- North American box cover art
- Developer: Hertz
- Publishers: SIMS (JP) Working Designs (US) SoMoGa, Inc. (iOS)
- Platforms: Sega CD Apple iPhone Android Steam
- Release: Sega CD JP: October 22, 1993; NA: July 1994; iOS July 11, 2008 PC, Android July 7, 2024
- Genre: Role-playing video game
- Mode: Single-player

= Vay (video game) =

1993 video game

Vay (pronounced "Vy"), released in Japan as Vay: Ryuusei no Yoroi (ヴァイ 流星の鎧), is a 1993 role-playing video game for the Sega CD. It was developed by Hertz, published by SIMS in Japan, and localized by Working Designs for the United States. In 2008 it was re-released for the iPhone by SoMoGa, Inc. In 2024 it was re-released for Steam.

==Story==
Over a millennium ago, in a far away part of the galaxy, a huge interstellar war had taken place. During the conflict, a large machine escapes the battlefield. Its guidance system damaged and pilot dead, it continued to hurtle outward into space. After a time, it crashed into the planet of Vay. This planet is inhabited by people, but they have little technology.

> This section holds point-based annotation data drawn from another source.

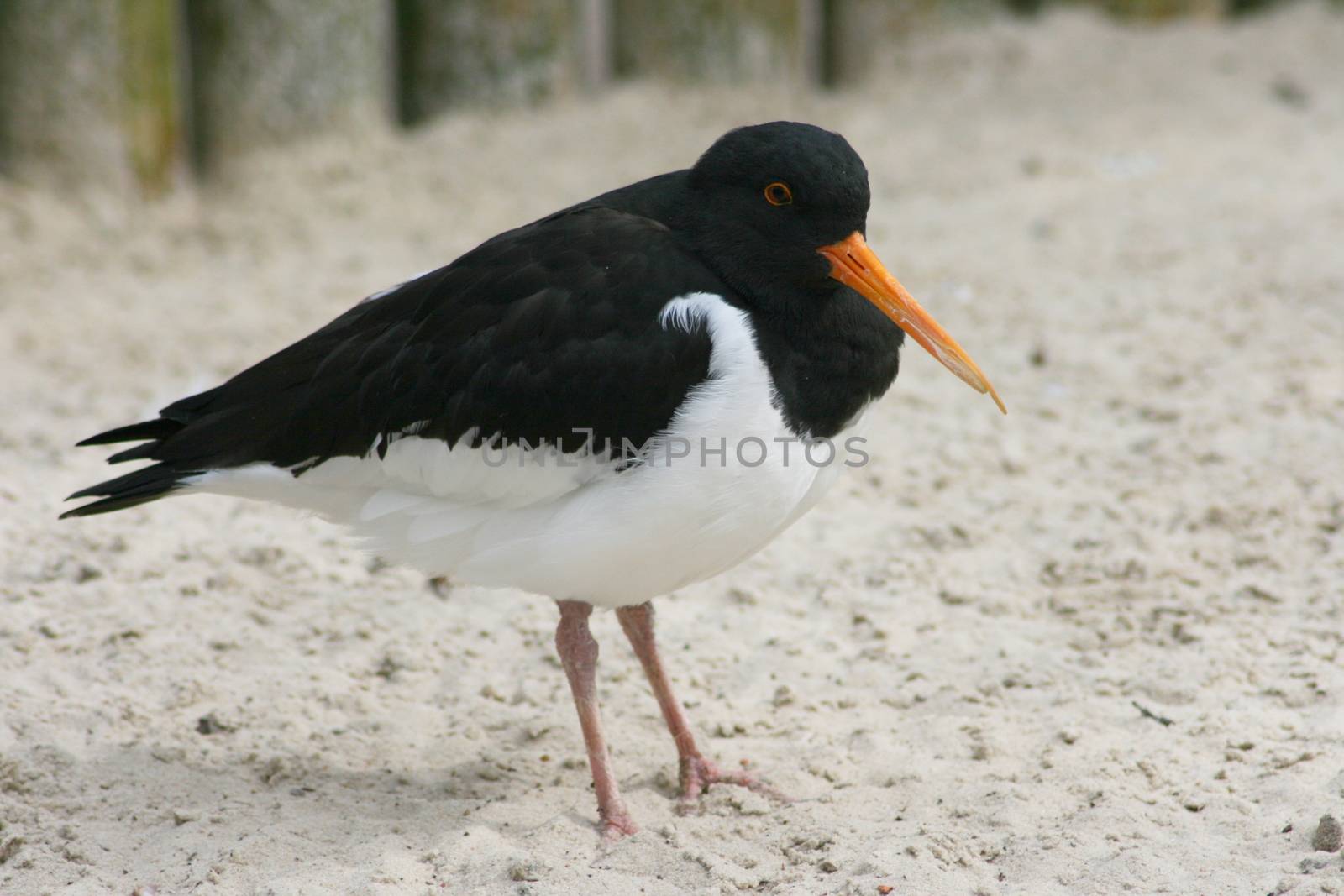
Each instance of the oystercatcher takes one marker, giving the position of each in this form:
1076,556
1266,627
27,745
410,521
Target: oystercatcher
597,406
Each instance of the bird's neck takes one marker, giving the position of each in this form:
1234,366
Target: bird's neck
830,363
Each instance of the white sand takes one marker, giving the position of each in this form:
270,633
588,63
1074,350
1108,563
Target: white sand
941,663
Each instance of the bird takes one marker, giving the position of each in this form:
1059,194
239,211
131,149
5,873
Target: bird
595,407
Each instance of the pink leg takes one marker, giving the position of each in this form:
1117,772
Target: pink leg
698,773
578,656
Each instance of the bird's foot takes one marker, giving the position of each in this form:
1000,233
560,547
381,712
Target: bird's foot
617,825
698,774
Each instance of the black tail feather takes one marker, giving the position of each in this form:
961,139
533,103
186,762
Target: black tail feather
127,490
158,429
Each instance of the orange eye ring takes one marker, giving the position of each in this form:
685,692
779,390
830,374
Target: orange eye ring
779,194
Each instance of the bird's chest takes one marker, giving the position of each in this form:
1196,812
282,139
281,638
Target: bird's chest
726,477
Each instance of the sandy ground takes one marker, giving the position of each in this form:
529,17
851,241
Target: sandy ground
1136,233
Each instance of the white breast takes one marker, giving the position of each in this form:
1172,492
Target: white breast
581,530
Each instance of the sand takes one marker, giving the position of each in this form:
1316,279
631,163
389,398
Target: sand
1089,647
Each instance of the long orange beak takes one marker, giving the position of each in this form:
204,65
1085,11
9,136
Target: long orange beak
858,268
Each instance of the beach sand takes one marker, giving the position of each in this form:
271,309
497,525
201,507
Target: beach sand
1093,647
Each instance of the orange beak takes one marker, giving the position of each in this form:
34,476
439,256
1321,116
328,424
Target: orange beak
858,268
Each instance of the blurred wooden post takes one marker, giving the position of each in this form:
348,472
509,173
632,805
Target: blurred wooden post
265,71
60,102
499,53
595,45
716,40
151,67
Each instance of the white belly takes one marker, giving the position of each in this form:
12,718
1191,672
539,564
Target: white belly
582,530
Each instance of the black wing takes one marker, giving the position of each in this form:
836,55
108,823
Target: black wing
538,335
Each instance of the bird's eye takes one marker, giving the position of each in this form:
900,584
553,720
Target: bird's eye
779,194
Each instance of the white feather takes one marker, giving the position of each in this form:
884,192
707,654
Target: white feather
575,527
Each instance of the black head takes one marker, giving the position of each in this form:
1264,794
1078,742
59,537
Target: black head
766,197
780,211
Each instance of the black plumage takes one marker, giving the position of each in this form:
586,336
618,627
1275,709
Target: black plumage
550,332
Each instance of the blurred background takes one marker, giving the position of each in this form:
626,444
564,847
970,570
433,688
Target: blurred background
147,93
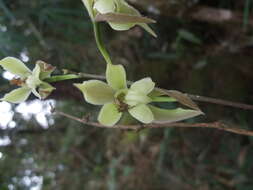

The machine, programmed only for death, rampages across the planet killing and destroying anything it sees.

It takes the combined forces of the five mightiest wizards on the planet to stop the machine. Its power is sealed away in five magical orbs, which are taken to far away hidden places. The machine itself is also locked away.

In the kingdom of Lorath, Prince Sandor is about to wed his love, Lady Elin. The most important dignitaries of the four kingdoms have attended, ensuring that the kingdom of Lorath is secure for another generation.

While in the middle of their wedding ceremony, the castle is attacked by a large fleet of robots. During the siege, Lorath Castle is reduced to ruins, and Elin is kidnapped by one of the machines. Sandor vows to rescue his betrothed from her captors.

==Gameplay==
Vay is an archetypal JRPG. Characters gain experience and gold by defeating monsters via random encounters. Players can purchase new equipment and items, and most of the characters can learn new spells as their levels advance. The game also features a rudimentary AI system, allowing the characters to fight with no input through the player.

==Characters==
Protagonists

- Sandor or Heibelger is Vay's protagonist, and the Prince of Lorath. He takes it upon himself to rescue his bride Elin, and eventually becomes the pilot of the legendary Armor of Vay.
- Pottle is the apprentice of Otto, a well-known wizard. He wields considerable magical power.
- Rachel or Feilong is a mercenary that relies on brute strength to defeat her enemies.
- P.J., or Prudence Jurissa, or Nina, is young woman who wields powerful magic. She quickly develops a crush on Sandor after their initial meeting.
- Lynx or Lance is a free-spirited, hard-drinking bard. He is a well-rounded combatant but has a rude and questionable demeanor.
- Kinsey or Mintz is the Captain of the Pirates of Exeter Village. She allows the party use of her ship at a key point in the story.
- Otto is an elderly but wise wizard. He offers advice to Sandor frequently throughout the game.

Antagonists

- Jeal or Zeal is the ruler of the Danek Empire and Vay's secondary antagonist. He lusts after the power that the Vay Armor is rumored to bestow upon its pilot.
- Sadoul is Jeal's/Zeal's adviser and Vay's main antagonist. He seems to have Jeal's/Zeal's best interests in mind, but seems to have an unhealthy interest in the Vay Armor as well.

== iPhone edition ==
A version of Vay was released by SoMoGa, Inc. for the iPhone and iPod Touch platforms in July 2008. This version includes a new voice cast and content which was not released in the original Sega CD version as "extra" content once the player finishes the game. Some names in the iPhone and iPod touch vary between the other one. The software was updated in September 2012.

==Reception==
Game Informer rated the game 8.25 out of 10. GamePro commented that the story, stylistics, and general progression of Vay are generic and forgettable, but that the game is overall worthwhile for the sole reason of its intelligent dialogue. Electronic Gaming Monthly also criticized the story as generic and unoriginal, but concluded that the large game world, numerous playable characters, and "excellent" cinemas would ensure that the game appeals to RPG fans. They gave it a 5.4 out of 10.

VideoGames selected it as the runner-up for 1994's Best Role-Playing Game (below Final Fantasy III) and Best Sega CD Game.